Esta situación, que se suma al cierre de fronteras por un mes ya anunciado este domingo, no afecta a los desplazamientos dentro del área metropolitana, aunque desde el jueves todos los autobuses y trenes en esa zona solamente podrán transportar pasajeros sentados.

Desalentar el turismo

El titular de transporte dijo que "hasta el jueves 19 a las 24 horas van a circular normalmente trenes, colectivos (ambos de larga distancia) y aviones en todo el país", pero "a partir de ese momento se suspende de manera total la operación hasta el 25 a las 0 horas".
"Vamos a ser absolutamente estrictos", aseveró, y agregó que la Agencia Nacional de Seguridad Vial va a aumentar los controles en las carreteras para desalentar el "circuito turístico".

"No estamos en una situación como para estar haciendo turismo.
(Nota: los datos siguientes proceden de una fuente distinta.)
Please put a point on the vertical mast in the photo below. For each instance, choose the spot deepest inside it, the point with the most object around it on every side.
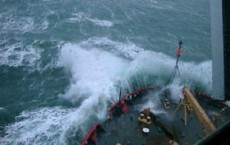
(220, 25)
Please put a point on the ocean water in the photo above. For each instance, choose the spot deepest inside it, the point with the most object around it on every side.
(62, 62)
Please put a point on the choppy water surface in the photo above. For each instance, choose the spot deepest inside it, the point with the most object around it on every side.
(62, 61)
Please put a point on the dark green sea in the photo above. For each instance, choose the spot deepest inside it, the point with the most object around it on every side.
(62, 62)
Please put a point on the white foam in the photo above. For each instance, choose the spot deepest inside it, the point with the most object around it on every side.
(80, 17)
(129, 50)
(104, 23)
(94, 72)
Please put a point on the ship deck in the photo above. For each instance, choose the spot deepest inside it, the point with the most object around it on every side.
(126, 129)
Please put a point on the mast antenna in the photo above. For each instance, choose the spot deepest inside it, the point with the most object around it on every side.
(176, 67)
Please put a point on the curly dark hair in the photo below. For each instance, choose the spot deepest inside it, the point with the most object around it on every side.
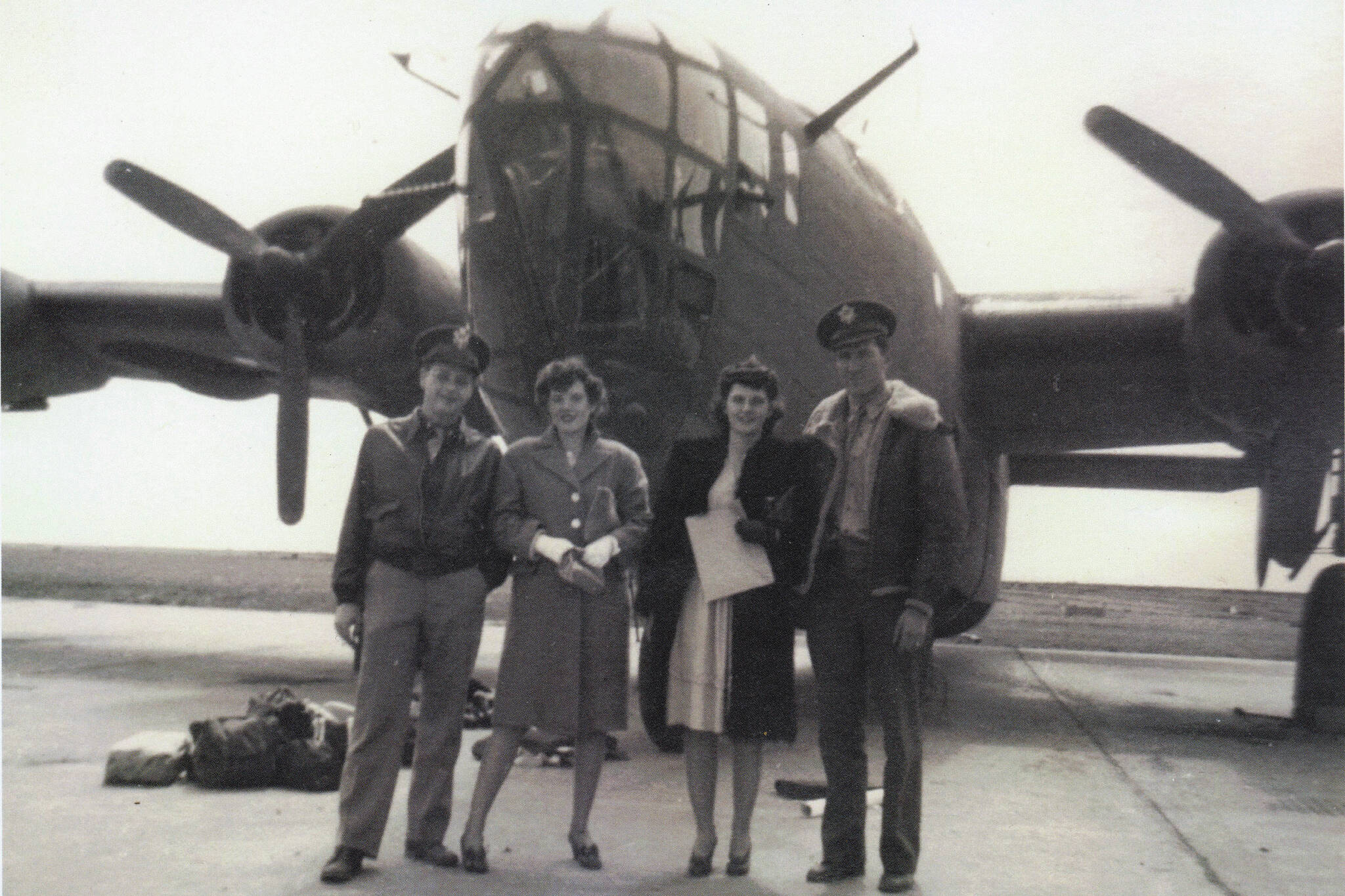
(751, 373)
(565, 372)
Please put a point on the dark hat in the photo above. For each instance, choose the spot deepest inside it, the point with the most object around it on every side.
(455, 345)
(850, 323)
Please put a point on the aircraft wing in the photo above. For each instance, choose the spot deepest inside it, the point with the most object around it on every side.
(1049, 372)
(69, 337)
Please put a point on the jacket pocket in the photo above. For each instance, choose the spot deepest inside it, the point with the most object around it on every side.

Necesitamos que las personas entiendan que se tienen que quedar en su casa", sentenció.
Según los últimos datos, confirmados esta misma mañana por la secretaría de Acceso a la Salud, Carla Vizzotti, hasta ahora en Argentina hay confirmados 65 infectados por el COVID-19, de los cuales dos han muerto.

Los casos se dan en nueve de las 23 provincias y en la ciudad de Buenos Aires, y la mayoría (56) presentan antecedente de viaje a países de riesgo, mientras que nueve de las personas se infectaron por transmisión local relacionada con los casos importados.